The report recommends a series of further studies, in particular sampling of the virus in wild and farm animals to find a possible intermediate host. But the search for the original animal reservoir of SARS-CoV-2 may be very promising, says Leendertz. “At this point, it is possible that it has disappeared from any intermediate host, so sampling bats, in particular, is probably the most likely to yield results.”

Further investigations into the early days of the pandemic are also needed, says Thea Kølsen Fischer, a virologist at the University of Copenhagen and a member of the international team. We still don’t know when people started to get sick. In published research, scientists described three cases of respiratory illness in China in early December 2019, believed to be COVID-19.

But the Chinese contingent of the WHO investigation told members of the international team that they no longer believed those patients had SARS-CoV-2. The first case was a 62-year-old man who developed symptoms on December 1, 2019. He appeared to respond to antibiotics but became sicker later in the month and Chinese scientists reported in a journal article in 2020 that he had “laboratory confirmed” COVID -19. Although he had no contact with the Huanan market, his wife, who was hospitalized on December 26 and tested positive for COVID-19, told investigators she did. This case and the other two have been discussed at length, says Fischer, and require further study. “We did not come to a 100% agreement to dismiss these cases.”

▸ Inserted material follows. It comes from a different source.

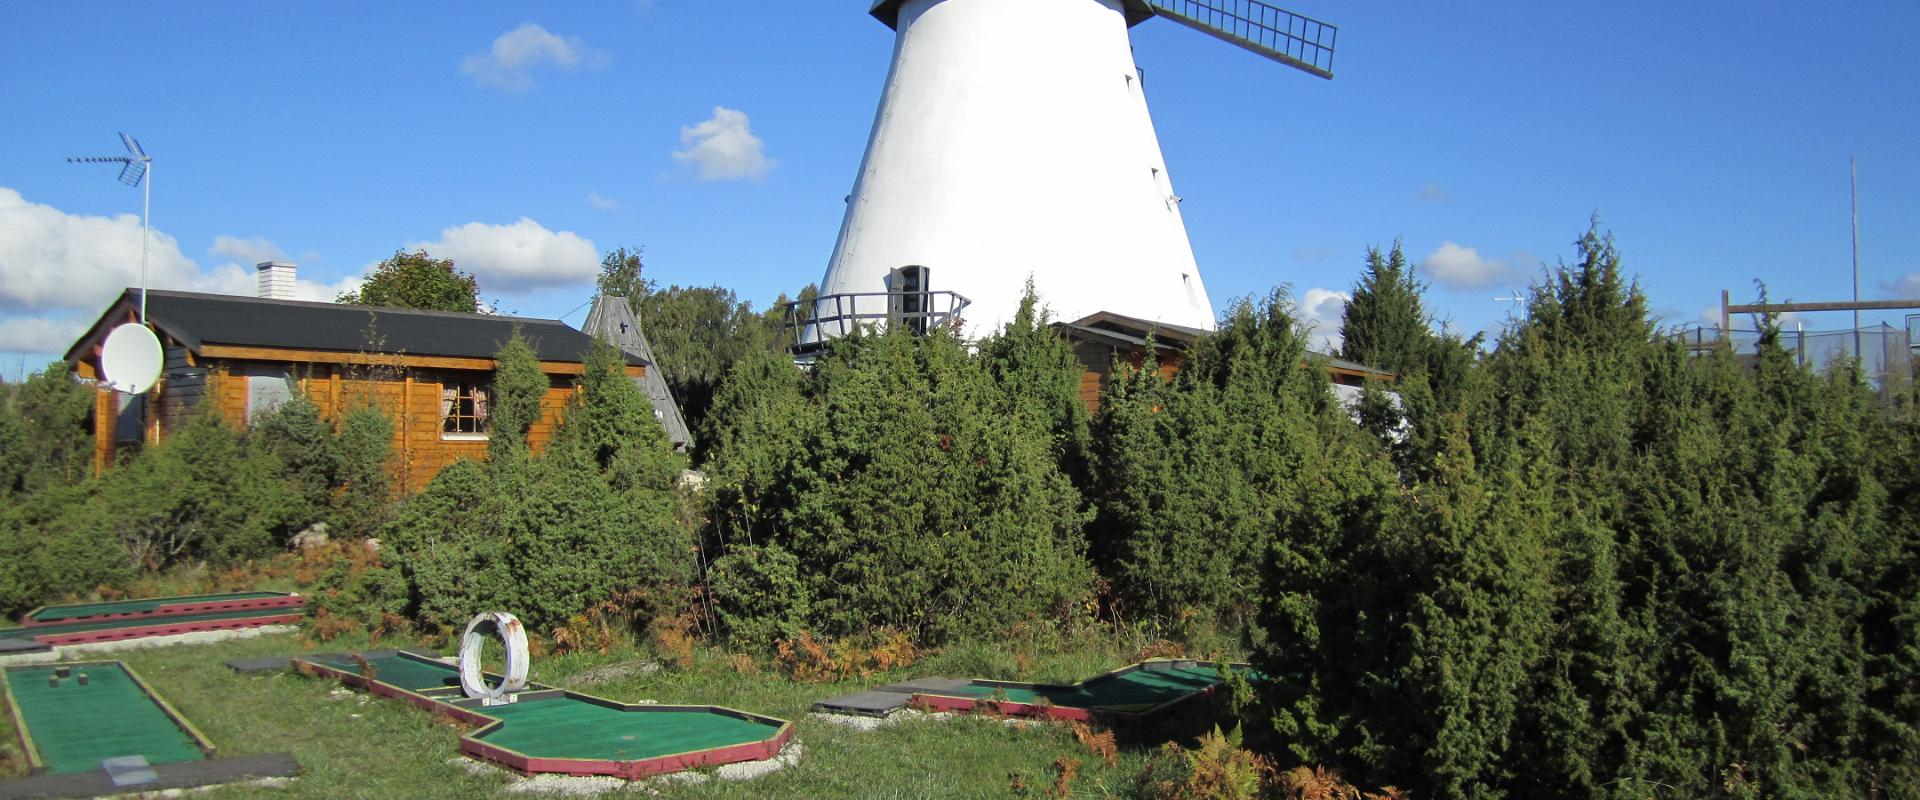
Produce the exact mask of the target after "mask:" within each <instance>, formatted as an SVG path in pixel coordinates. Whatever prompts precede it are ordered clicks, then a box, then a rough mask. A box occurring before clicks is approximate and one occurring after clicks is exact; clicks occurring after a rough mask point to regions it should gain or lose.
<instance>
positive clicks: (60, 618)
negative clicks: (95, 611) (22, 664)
mask: <svg viewBox="0 0 1920 800" xmlns="http://www.w3.org/2000/svg"><path fill="white" fill-rule="evenodd" d="M305 604H307V599H305V597H300V595H280V597H246V599H238V600H202V602H165V604H159V606H154V608H152V610H144V612H119V614H84V616H65V618H60V620H35V618H33V614H36V612H40V610H44V608H36V610H33V612H27V614H25V616H21V620H19V624H21V627H48V625H71V624H81V622H108V620H138V618H163V616H182V614H213V612H242V610H255V608H261V610H265V608H303V606H305Z"/></svg>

The Chinese team also looked at more than 76,000 other potential early cases of COVID-19 – people with fever and other symptoms of the disease – and found no clear SARS-CoV-2 infections. A study of blood samples from the Wuhan blood bank to look for the first cases of COVID-19 is another recommended step – although some foreigners have expressed bemusement, it has yet to be done more than 15 months afterwards. the start of the pandemic.

From the start, scientists on the WHO team and outside have pushed back against the idea that a short mission would quickly pinpoint the origins of the pandemic. The politically charged environment surrounding the WHO investigation did not help matters, Rasmussen notes.

The report is just a first step, adds Fischer. “I feel like I’m standing in front of this wall and now holding this piece of string in my hands, but I don’t know how long that string is on the other side of the wall. Maybe it’s short, and it will be months away, or maybe it’s long and it will take years.

* Update, March 30, 3:30 p.m .: Comments from the WHO Director General and an international statement were added.